The punchline of the paper is the last line of the abstract: “These results are consistent with the conclusion that non-probability samples yield data that are neither as accurate as nor more accurate than data obtained from probability samples.” The authors do a commendable job in the paper separating out the mode: face-to-face, mail, telephone, or online from the sampling method: probability-based and non-probability-based. The meat of the result is on the method, not the mode, so I will focus there.

The research focuses two probability-based and seven non-probability-based samples asking questions about primary demographics (sex, age, etc.,), secondary demographics (marital status, household size, etc.,) and non-demographics (cigarette and alcohol consumption, etc.,). The responses to the nine studies are compared to the benchmarks of the Census (for the demographic questions) and government surveys (for the non-demographics).

The key results are in top of Table 2, everything else basically just averages or breaks-down this portion of this table:

Figure2

1) All Non-Post-Stratified Results Are Not Meaningful: The authors keep going back and forth between post-stratified and non-post-stratified results. No polling company ever publishes raw results (i.e., non-post-stratified results). It is useful and interesting to see how hard the weights are working, but it is not a finding, it is a raw data point on the way to findings.

2) Post-Stratification Method Favors Probability-based Sample: The authors use a post-stratification method that is created and optimized for probability-based samples. The further the samples are from representative, the larger the weights on each individual response to make the overall marginal weighted demographics match the general population. Our research is emphatic that more advanced modeling and post-stratification is especially helpful the worse the non-probability sample.

3) Error in Benchmarks Favors Probability-based Sample: The authors are weighing the results to the primary demographics, thus, the main results are on secondary demographics and non-demographics. The secondary demographics are matched to the Census and the non-demographics are matched to government surveys. The modes for these two data are probably dominated by face-to-face. Thus, the mode-based bias, differences that occur simply because of the mode people answer, are going to be closer to the telephone than internet (which is the mode for all non-probability-based samples).

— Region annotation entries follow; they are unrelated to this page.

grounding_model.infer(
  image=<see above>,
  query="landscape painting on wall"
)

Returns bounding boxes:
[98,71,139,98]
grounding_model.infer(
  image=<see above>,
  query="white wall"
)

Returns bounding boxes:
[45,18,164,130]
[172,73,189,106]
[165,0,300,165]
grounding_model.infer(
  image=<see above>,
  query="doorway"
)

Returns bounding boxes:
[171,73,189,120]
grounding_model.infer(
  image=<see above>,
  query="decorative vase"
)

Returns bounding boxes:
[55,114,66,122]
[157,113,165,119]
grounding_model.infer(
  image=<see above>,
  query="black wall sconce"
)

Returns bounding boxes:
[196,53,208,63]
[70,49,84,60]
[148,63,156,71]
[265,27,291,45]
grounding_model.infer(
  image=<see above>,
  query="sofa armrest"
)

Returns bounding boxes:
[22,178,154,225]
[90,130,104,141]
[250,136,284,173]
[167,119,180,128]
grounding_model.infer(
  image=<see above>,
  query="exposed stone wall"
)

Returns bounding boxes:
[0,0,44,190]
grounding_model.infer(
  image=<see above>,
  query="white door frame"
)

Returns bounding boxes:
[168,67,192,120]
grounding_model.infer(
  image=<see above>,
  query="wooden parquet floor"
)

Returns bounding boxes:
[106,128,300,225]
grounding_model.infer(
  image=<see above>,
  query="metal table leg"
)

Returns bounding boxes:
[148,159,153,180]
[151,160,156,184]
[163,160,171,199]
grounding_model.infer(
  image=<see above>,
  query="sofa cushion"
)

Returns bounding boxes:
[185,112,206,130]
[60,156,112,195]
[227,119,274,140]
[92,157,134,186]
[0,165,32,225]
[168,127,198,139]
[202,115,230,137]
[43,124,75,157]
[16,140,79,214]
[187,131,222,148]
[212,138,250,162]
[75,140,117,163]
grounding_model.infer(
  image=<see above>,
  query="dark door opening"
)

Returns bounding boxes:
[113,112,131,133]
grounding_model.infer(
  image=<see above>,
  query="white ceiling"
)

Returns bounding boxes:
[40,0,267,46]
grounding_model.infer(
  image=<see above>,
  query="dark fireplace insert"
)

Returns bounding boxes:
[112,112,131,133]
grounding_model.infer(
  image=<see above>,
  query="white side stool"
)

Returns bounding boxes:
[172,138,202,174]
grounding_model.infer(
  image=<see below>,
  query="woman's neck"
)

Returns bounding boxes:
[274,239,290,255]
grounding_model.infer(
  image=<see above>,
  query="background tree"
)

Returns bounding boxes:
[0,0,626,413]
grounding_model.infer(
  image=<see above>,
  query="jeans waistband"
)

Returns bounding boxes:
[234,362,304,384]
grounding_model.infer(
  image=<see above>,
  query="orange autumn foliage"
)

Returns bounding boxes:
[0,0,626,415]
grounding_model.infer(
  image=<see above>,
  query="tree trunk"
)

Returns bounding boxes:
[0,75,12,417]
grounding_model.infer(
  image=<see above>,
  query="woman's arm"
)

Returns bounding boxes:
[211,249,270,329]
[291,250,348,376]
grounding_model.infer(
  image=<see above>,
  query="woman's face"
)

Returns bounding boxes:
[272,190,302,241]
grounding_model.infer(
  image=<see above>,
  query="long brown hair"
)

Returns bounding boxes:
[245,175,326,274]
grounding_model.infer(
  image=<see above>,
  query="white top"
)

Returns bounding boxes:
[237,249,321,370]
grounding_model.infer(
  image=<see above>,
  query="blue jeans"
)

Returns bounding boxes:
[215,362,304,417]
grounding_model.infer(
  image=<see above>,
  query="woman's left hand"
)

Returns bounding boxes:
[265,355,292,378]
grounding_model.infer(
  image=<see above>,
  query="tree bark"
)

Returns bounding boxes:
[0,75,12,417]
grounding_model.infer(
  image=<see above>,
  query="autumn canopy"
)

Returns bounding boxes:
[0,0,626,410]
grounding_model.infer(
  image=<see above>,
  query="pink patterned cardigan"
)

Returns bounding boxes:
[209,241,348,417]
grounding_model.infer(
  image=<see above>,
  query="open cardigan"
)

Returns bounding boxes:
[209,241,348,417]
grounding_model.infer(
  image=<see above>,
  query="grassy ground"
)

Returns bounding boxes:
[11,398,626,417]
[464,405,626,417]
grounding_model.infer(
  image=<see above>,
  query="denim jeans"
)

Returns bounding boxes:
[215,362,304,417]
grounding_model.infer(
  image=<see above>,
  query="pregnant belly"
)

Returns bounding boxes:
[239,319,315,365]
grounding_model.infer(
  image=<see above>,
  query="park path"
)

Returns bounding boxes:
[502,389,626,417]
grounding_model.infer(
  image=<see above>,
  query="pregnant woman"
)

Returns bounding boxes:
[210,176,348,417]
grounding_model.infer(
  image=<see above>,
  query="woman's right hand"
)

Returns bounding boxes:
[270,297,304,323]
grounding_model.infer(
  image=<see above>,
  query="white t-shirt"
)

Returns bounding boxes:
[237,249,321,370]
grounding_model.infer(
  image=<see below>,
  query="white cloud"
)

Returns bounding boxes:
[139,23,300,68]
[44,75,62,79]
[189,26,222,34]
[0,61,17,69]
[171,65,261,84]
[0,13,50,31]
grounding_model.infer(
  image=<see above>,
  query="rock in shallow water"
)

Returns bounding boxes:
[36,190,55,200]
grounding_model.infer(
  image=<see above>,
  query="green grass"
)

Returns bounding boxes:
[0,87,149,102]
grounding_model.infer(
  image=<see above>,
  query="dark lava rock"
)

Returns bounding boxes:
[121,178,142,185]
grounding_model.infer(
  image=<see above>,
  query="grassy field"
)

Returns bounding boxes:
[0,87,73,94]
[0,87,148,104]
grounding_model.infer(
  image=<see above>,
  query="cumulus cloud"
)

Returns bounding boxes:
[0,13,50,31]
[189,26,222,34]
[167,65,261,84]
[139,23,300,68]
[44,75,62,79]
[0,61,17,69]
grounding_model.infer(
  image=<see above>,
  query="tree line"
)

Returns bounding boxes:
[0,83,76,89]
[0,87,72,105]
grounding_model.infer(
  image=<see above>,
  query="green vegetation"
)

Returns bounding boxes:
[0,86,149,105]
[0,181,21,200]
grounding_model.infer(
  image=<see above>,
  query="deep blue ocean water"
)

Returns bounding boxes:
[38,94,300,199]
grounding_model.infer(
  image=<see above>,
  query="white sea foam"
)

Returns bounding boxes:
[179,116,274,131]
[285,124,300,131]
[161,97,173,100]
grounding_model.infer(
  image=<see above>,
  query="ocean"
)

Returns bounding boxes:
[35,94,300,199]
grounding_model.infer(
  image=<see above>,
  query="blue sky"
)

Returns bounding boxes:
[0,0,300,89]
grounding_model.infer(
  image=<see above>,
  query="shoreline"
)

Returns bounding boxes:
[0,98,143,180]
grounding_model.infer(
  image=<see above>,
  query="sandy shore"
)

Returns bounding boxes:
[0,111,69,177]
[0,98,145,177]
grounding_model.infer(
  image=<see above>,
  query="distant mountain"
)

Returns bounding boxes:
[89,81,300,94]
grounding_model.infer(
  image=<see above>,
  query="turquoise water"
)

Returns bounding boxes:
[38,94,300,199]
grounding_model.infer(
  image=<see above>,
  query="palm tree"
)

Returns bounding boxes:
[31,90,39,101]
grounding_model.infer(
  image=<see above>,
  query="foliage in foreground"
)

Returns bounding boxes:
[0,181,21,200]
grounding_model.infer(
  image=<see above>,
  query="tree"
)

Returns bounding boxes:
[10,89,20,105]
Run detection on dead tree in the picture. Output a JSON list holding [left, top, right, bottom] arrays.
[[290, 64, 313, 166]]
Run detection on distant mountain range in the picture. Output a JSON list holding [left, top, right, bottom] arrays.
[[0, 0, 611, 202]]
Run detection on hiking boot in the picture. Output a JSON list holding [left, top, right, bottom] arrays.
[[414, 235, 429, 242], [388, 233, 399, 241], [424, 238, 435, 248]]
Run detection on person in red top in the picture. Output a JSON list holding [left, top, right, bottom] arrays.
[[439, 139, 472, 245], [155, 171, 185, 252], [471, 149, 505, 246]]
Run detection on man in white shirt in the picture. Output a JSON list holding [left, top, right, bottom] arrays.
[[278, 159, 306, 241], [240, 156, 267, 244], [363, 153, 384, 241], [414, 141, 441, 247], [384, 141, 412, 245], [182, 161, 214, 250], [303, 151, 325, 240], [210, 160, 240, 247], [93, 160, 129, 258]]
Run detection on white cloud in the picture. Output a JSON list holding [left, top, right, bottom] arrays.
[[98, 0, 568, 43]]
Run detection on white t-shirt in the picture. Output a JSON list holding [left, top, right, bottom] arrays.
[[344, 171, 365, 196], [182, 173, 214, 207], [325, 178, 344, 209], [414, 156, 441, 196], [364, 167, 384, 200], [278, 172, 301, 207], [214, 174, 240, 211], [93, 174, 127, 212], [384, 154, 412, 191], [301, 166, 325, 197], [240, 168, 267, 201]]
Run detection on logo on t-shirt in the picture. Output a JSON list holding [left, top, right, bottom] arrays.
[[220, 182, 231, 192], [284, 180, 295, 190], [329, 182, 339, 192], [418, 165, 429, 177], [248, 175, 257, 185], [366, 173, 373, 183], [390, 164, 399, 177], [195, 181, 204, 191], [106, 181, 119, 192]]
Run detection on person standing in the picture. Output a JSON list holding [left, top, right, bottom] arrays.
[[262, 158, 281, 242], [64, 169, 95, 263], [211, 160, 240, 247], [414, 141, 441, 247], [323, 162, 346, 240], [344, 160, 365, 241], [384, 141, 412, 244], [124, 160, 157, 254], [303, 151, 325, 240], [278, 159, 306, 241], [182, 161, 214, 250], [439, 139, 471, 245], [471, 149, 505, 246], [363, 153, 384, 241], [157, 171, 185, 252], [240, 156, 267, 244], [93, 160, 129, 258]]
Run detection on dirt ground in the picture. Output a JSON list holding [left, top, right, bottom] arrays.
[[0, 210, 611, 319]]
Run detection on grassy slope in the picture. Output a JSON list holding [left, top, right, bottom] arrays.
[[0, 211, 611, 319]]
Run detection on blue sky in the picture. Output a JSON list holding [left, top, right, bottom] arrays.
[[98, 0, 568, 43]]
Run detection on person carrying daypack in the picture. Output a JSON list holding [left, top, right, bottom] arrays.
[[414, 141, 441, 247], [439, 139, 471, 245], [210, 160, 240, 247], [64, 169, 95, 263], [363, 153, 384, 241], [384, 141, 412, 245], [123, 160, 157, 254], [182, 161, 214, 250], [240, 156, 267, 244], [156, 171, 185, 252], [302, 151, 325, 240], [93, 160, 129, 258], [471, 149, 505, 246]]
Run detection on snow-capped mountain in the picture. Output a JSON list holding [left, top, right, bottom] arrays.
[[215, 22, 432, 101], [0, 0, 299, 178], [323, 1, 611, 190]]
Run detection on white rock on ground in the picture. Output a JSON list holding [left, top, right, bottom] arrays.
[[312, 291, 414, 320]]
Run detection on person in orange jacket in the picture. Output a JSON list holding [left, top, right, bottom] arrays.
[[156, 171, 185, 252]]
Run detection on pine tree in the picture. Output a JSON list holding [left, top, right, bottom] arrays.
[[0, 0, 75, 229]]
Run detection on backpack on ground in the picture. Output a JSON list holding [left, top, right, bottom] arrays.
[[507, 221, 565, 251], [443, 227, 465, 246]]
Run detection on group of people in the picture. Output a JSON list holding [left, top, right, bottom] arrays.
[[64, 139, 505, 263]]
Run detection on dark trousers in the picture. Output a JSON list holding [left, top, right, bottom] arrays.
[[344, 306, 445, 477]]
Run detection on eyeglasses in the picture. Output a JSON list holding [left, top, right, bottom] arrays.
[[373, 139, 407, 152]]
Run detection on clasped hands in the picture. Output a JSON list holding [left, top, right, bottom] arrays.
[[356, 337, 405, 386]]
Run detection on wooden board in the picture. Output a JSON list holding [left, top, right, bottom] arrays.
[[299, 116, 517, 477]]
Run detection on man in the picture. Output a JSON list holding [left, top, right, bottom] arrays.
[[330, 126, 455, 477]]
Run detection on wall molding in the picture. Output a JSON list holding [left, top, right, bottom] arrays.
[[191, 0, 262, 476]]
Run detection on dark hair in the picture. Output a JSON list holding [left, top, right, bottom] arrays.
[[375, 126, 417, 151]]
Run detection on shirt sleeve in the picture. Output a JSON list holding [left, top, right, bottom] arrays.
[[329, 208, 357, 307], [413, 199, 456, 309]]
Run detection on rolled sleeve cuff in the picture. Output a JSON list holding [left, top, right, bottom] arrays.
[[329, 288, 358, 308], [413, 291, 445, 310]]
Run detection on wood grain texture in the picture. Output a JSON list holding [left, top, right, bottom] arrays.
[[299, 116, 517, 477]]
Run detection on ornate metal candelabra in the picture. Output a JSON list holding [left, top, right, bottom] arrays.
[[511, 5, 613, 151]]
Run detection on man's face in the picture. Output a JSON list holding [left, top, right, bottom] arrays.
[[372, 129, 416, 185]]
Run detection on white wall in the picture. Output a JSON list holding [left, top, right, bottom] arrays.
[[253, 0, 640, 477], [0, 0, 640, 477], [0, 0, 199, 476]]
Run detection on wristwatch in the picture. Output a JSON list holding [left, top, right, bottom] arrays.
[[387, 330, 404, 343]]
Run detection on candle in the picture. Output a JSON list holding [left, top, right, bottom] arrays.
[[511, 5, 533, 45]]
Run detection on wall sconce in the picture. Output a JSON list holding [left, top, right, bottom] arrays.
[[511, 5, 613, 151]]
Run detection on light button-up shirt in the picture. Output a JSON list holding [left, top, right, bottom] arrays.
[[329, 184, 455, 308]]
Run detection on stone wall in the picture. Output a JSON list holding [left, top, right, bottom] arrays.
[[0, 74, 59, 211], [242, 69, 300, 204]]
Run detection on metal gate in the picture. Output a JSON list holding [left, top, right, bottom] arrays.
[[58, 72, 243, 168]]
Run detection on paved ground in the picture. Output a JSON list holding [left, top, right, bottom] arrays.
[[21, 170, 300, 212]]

We will never know the ground-truth of the percentage of the American population with various household size and cigarette smoking habits, but the telephone and face-to-face surveys are likely to have similar errors to each other, possibly quite different than internet surveys.

4) Study Does Not Apply to Market Research Questions: The authors asked questions that all have objective answers known by the respondent. Most market research asks subjective or conditional questions that are not known by the respondent. The error and variability in those questions is very different.

5) Probability-based polling is a set method; Non-probability is not: The authors note that they pick popular non-probability pollsters. This is not a systematic review of the best non-probability methods, but a group of pollster chosen by authors out to prove non-probability polling does not work. Probability-based polling is a set methodology with less pollster-level variability.

6) How often do you care if something is 3 or 5 percentage points off? How much are you willing to pay for that in both time and money? If we assume that the authors did not stack the research against non-probability-based methods, what should we make of their results? The probability-bases samples have errors of 2.9 and 3.4, the non-probability: 4.5, 4.5, 5.1, 5.2, 5.2, 5.5, and 6.6. For many questions that is perfectly adequate, especially if the cost is 5x of 10x less and the time is a half or quarter or less of the time to run a comparable probability-based sample.

Even with a set of authors stacking the deck against non-probability-based samples as much as possible, non-probability-based samples do pretty well when you consider cost in time and money, along with accuracy. This paper, with much of its data over 10 years old now, is a great forerunner of my work in non-probability-based sampling. So, while many people cite my paper as a key example of non-probability-based polling, I tell everyone I how inspired I was by this paper. Even if their fans use it as a blunt weapon to say, probability-based polling rules!